We study sequential quantum changepoint detection in settings where the pre- and post-change regimes are specified through constraints on the expectation values of a finite set of observables. We consider an architecture with separate measurement and detection modules, and assume that the observables relevant to the detector are unknown to the measurement device.

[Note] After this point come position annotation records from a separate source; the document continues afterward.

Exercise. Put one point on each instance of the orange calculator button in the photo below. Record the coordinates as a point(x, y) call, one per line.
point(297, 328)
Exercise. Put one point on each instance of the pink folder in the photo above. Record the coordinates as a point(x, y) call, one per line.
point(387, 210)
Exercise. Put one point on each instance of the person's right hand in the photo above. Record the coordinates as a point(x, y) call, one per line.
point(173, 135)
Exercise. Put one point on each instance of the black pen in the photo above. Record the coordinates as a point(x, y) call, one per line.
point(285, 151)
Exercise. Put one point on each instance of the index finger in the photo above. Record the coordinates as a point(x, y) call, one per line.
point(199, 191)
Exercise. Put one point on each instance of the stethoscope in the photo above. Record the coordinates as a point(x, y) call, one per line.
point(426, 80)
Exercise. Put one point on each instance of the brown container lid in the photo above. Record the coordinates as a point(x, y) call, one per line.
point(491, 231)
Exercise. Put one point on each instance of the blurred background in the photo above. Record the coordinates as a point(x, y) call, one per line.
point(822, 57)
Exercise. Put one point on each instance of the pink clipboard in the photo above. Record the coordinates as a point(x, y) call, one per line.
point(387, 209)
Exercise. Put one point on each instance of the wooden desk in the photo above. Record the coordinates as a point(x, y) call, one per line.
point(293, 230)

For this scenario, we introduce shadow-based sequential changepoint e-detection (eSCD), a novel protocol that combines a universal measurement strategy based on classical shadows with a nonparametric sequential test built on e-detectors. Classical shadows provide universality with respect to the detector's choice of observables, while the e-detector framework enables explicit control of the average run length (ARL) to false alarm. Under an ARL constraint, we establish finite-sample guarantees on the worst-case expected detection delay of eSCD. Numerical experiments validate the theory and demonstrate that eSCD achieves performance competitive with observable-specific measurement strategies, while retaining full measurement universality.

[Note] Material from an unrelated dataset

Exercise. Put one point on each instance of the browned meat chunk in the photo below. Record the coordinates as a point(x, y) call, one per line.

翻译：我们研究序贯量子变点检测问题，其中变点前后的状态通过有限组可观测量期望值的约束来刻画。我们考虑一种测量模块与检测模块分离的架构，并假设检测器相关的可观测量对测量设备而言是未知的。针对这一场景，我们提出基于影子的序贯e-变点检测（eSCD）协议——该创新方案将基于经典影子的通用测量策略与建立在e-检测器上的非参数序贯检验相结合。经典影子为检测器对观测量的选择提供了通用性，而e-检测器框架则能显式控制平均虚警运行长度（ARL）。在ARL约束条件下，我们建立了eSCD在最坏情况期望检测延迟上的有限样本保证。数值实验验证了理论结果，并证明eSCD在保持完全测量通用性的同时，其性能可与针对特定观测量的测量策略相媲美。